A double convex lens has radius of curvature R of each surface and refractive index of its material is \(\mu = 1.5\). We have

• A. f = R/2
• B. f = R
• C. f = -R
• D. f = 2R

Hint:

Always be careful with the sign convention in optics problems. For radii of curvature, a common convention is to measure distances from the optical center. If the center of curvature is on the side where light emerges (right side for light incident from left), the radius is positive. If it's on the side where light is incident (left side), the radius is negative.

Answer 1

The Correct Option is B

Step 1: Understanding the Concept:
This problem requires the use of the Lens Maker's Formula, which relates the focal length of a lens to its refractive index and the radii of curvature of its two surfaces. It is essential to use the correct sign convention for the radii of curvature.

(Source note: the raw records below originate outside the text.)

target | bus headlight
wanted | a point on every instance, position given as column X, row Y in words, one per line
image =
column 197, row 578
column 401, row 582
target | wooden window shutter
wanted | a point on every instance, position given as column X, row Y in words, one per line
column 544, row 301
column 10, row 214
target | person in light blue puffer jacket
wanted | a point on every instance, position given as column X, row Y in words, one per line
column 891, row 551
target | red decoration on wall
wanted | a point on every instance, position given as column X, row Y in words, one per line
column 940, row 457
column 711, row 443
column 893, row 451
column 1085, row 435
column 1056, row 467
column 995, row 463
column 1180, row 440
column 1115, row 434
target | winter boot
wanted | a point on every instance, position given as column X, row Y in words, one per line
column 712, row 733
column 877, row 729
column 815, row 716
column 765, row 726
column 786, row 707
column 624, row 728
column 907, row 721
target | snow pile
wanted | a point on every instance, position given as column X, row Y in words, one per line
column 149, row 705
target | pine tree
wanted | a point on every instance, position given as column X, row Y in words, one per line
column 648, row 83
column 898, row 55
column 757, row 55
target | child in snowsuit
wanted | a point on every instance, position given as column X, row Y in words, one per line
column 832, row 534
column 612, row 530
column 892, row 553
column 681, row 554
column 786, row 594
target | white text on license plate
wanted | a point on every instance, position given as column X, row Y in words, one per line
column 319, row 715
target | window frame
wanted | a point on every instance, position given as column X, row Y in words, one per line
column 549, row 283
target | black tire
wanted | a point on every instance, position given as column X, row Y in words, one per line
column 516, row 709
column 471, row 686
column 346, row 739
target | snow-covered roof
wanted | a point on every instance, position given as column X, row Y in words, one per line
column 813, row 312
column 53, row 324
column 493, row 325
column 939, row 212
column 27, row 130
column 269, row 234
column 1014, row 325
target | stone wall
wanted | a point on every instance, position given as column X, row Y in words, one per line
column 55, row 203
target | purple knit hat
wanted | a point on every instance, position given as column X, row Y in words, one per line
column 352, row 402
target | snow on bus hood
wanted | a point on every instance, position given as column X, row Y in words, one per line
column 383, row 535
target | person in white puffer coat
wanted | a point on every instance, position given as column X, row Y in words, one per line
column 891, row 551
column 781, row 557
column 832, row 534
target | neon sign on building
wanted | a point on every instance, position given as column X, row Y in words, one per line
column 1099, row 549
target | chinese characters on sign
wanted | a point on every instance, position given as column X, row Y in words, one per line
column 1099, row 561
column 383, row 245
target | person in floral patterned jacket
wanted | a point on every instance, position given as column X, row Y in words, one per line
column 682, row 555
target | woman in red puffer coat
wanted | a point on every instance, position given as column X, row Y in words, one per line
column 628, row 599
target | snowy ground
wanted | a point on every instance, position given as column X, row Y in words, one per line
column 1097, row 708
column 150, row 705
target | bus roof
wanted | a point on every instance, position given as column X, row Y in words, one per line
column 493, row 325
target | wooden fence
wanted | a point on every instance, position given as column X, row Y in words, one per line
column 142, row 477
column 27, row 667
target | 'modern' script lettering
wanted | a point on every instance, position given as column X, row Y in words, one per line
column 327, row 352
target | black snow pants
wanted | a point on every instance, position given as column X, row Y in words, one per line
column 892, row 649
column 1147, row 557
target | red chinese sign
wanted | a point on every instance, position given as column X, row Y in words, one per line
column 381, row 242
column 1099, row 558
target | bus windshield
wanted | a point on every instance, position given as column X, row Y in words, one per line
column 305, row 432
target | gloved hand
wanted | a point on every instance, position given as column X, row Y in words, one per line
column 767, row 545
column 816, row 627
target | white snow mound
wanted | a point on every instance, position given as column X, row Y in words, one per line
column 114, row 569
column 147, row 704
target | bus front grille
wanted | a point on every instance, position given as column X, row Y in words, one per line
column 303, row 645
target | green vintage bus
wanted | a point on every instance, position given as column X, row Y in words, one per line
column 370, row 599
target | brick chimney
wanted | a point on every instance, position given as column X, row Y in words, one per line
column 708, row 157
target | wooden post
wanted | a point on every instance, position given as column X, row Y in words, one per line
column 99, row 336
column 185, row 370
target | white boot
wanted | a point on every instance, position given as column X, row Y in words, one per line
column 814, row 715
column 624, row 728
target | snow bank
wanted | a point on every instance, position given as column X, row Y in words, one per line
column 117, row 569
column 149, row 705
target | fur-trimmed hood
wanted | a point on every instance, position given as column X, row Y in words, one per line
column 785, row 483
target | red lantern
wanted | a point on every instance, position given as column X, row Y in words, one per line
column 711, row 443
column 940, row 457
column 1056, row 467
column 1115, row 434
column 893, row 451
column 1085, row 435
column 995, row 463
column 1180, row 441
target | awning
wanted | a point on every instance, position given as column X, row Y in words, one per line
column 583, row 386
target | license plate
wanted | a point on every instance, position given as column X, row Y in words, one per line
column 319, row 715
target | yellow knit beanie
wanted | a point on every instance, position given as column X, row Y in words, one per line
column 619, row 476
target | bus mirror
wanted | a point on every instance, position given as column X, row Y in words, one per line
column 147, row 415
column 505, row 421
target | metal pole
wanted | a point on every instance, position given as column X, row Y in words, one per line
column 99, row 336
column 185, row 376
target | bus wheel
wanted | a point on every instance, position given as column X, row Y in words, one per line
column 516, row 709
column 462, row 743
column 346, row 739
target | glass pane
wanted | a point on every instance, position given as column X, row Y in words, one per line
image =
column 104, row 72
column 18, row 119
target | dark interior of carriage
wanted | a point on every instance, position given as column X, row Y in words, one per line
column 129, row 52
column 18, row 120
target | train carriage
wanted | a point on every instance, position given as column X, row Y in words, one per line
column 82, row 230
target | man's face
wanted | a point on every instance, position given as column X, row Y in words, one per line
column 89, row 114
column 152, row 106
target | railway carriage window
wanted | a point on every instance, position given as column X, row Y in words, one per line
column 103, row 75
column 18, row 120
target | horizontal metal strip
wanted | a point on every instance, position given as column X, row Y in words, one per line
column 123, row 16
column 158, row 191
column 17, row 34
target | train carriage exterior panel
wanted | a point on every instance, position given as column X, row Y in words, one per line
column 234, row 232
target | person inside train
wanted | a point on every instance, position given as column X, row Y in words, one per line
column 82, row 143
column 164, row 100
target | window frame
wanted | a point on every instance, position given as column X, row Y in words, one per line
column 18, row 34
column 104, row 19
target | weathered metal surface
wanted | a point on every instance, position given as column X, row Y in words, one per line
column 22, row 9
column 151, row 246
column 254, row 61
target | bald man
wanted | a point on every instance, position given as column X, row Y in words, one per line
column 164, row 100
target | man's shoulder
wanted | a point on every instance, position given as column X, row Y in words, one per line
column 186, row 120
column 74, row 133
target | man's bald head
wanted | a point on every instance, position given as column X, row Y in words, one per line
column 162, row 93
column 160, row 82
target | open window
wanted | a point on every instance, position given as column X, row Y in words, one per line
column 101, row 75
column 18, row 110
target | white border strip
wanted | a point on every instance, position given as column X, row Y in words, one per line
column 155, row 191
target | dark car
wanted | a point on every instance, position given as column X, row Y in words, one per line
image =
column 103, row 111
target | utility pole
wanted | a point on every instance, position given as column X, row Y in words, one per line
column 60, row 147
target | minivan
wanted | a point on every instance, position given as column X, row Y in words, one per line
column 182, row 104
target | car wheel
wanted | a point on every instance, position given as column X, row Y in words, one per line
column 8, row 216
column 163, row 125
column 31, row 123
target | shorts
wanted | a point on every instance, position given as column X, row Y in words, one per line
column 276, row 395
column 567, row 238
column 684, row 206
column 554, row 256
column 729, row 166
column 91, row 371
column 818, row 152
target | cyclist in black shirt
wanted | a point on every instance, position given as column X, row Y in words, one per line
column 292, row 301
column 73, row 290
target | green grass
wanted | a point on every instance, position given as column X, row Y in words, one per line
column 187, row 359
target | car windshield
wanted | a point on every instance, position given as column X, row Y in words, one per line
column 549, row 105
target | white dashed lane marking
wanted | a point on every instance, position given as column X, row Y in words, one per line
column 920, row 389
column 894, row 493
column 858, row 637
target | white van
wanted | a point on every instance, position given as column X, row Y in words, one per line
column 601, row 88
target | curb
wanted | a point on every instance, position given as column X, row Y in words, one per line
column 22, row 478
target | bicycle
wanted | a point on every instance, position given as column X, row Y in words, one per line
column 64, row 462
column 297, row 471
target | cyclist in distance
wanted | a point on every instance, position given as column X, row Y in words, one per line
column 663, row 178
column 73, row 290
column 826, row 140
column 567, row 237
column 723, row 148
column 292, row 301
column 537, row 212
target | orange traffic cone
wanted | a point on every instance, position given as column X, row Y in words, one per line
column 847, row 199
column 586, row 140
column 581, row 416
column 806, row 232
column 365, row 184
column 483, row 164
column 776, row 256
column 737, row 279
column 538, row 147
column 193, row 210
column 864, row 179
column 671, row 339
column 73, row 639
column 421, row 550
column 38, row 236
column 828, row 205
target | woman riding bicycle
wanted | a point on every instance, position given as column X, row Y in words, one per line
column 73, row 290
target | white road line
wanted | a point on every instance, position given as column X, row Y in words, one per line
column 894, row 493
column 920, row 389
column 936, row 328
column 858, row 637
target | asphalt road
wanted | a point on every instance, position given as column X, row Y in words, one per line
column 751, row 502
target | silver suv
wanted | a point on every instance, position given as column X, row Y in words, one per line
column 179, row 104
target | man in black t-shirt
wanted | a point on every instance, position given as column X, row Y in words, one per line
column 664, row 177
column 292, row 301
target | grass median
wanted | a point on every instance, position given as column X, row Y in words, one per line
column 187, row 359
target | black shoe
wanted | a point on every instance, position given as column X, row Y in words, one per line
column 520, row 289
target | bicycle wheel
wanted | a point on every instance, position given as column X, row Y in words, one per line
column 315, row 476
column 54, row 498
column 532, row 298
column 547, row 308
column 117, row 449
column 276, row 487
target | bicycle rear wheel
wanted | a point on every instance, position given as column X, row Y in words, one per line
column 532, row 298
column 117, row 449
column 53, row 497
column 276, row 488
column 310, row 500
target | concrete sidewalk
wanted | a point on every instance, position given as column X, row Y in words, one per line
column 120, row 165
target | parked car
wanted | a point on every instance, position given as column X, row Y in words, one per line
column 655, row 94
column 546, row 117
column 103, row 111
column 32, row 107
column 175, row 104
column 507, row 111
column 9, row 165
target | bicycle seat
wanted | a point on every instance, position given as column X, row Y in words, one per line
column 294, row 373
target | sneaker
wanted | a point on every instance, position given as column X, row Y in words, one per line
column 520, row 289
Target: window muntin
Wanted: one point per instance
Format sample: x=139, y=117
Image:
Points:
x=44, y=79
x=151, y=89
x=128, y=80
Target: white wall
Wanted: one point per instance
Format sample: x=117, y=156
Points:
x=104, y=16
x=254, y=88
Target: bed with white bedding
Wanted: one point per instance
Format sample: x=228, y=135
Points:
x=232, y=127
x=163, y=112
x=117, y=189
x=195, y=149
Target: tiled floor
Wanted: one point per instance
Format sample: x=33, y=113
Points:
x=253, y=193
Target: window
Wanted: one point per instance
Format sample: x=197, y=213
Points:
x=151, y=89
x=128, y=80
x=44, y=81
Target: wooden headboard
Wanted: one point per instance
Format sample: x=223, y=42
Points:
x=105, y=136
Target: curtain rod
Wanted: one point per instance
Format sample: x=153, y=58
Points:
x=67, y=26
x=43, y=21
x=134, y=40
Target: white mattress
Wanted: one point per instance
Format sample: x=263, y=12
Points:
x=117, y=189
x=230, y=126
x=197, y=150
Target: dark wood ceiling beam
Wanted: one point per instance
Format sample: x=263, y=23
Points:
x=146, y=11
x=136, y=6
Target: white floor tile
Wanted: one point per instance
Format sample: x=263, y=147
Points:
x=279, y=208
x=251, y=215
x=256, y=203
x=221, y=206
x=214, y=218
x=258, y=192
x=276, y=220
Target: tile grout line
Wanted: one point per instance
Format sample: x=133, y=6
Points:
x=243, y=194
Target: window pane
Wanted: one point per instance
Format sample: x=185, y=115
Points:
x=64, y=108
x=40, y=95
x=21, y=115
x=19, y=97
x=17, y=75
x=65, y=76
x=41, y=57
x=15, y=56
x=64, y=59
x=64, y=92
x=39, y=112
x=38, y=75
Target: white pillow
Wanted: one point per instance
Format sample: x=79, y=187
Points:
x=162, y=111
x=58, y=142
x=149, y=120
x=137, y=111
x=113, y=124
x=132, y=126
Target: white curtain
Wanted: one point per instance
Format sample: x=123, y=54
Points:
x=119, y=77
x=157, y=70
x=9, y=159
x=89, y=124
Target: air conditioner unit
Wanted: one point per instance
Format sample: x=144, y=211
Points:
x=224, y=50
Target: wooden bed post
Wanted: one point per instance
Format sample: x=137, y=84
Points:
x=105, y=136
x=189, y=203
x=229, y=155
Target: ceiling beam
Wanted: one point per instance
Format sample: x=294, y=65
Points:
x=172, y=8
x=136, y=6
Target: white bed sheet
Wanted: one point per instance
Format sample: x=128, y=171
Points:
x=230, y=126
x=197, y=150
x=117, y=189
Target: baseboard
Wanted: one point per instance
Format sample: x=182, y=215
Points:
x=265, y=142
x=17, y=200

Step 2: Key Formula or Approach:
The Lens Maker's Formula is given by: \[ \frac{1}{f} = (\mu - 1) \left( \frac{1}{R_1} - \frac{1}{R_2} \right) \] where: - \(f\) is the focal length of the lens.
- \(\mu\) is the refractive index of the lens material with respect to the surrounding medium.
- \(R_1\) is the radius of curvature of the first surface (where light enters).
- \(R_2\) is the radius of curvature of the second surface.

Step 3: Detailed Explanation:
Let's apply the sign convention for a double convex lens. We assume light travels from left to right.
1. For the first surface, the center of curvature is on the right side. Thus, its radius of curvature is positive: \(R_1 = +R\).
2. For the second surface, the center of curvature is on the left side. Thus, its radius of curvature is negative: \(R_2 = -R\).
The given values are: - Refractive index, \(\mu = 1.5\).
- Radius of curvature for both surfaces has magnitude \(R\).
Now, substitute these values into the Lens Maker's Formula: \[ \frac{1}{f} = (1.5 - 1) \left( \frac{1}{+R} - \frac{1}{-R} \right) \] \[ \frac{1}{f} = (0.5) \left( \frac{1}{R} + \frac{1}{R} \right) \] \[ \frac{1}{f} = (0.5) \left( \frac{2}{R} \right) \] \[ \frac{1}{f} = \frac{1}{2} \times \frac{2}{R} \] \[ \frac{1}{f} = \frac{1}{R} \] Taking the reciprocal of both sides, we get: \[ f = R \]

Step 4: Final Answer:
The focal length of the double convex lens is equal to its radius of curvature, \(f = R\).